BUCHAREST, Feb 19 (Reuters) - The Romanian parliament was expected to approve on Thursday the centre-left government's 2009 budget plan, a key step in its efforts to regain market trust and stop Romania from plunging into a financing crisis.
Putting in place a near freeze in state salaries and a sharp cut in the fiscal deficit target, the budget also sets aside more than 10 billion euros ($12.60 billion) to ease the pain of sharp economic slowdown.
The ruling coalition has a majority of around 70 percent and with little effective opposition to the measures, deputies are expected to pass the bill later in the day.
Prime Minister Emil Boc has called the budget 'relatively austere' and the International Monetary Fund has endorsed it, welcoming planned spending cutbacks and a deficit target of 2 percent of gross domestic product.
But economists say fiscal responsibility, after several years of unrestrained wage growth, may not be enough to correct Romania's external imbalances and ensure it has access to enough cash to plug its vast current account deficit with IMF rescue.
At the same time, there is little money left to stimulate the economy enough to prevent job losses and insulate the new EU member from the economic fire engulfing eastern Europe.
Speaking to parliament at the start of budget debates, Boc underlined the dilemma faced by his government, in place since December.
'This is a budget to fight the crisis,' Boc said.
'But is fair with Romanians' future ... The crisis cannot be used as a pretext to forget those with small pensions and salaries.'
HELP MAY BE WANTED
After the budget is passed, Boc's government is expected to decide whether to seek loan help from the IMF to replenish its dwindling finances, hit by a slowdown in foreign investment and demand and drying up credit lines from Romania's mostly foreign-owned banks.
Bucharest has already held preliminary talks with the European Commission on a possible multi-billion euro aid package.
'Our goal after the budget is approved, hopefully today, is to define the financing needs to cover the public and current account deficits,' Finance Minister Gheorghe Pogea told Reuters.
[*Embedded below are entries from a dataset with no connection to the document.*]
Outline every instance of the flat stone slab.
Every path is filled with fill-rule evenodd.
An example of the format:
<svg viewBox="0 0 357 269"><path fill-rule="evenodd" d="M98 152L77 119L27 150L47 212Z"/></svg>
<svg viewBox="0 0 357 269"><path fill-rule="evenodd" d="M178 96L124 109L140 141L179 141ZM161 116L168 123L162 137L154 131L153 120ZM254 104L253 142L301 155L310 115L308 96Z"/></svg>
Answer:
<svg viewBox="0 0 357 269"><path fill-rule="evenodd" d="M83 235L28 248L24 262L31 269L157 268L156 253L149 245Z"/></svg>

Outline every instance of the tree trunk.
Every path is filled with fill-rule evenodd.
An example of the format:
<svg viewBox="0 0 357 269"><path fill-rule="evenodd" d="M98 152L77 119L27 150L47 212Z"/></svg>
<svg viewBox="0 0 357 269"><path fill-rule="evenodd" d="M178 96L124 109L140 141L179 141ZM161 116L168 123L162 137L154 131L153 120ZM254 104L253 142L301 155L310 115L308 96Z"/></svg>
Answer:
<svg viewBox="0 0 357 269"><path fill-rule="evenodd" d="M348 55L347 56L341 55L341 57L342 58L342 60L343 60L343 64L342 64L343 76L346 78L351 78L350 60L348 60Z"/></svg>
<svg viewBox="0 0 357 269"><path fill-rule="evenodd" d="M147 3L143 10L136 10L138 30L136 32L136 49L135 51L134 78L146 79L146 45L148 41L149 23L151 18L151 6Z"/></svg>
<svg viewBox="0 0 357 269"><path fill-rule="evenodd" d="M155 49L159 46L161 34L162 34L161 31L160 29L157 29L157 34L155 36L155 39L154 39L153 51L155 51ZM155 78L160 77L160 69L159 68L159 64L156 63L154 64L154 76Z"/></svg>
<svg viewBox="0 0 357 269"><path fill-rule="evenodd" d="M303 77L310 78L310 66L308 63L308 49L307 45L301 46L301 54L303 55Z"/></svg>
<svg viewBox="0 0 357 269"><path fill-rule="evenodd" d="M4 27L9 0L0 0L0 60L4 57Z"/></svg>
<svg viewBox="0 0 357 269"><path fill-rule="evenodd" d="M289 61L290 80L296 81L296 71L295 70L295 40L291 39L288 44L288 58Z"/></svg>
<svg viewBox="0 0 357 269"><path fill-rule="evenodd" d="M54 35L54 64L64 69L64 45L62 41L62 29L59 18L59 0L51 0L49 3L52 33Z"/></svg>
Seen now by many economists as one of Europe's most vulnerable economies, Romania went from the EU's fastest growing state last year to the only member with 'junk' debt status.
This was driven largely by fast growth in private sector loans to finance rampant consumption in recent years and an expansive fiscal policy that rating agencies said gave insufficient protection to the overheated economy.
Unemployment has risen to almost 5 percent from last year's decade-low of 3.7 percent, while industrial output has shrunk at a double-digit pace in recent months.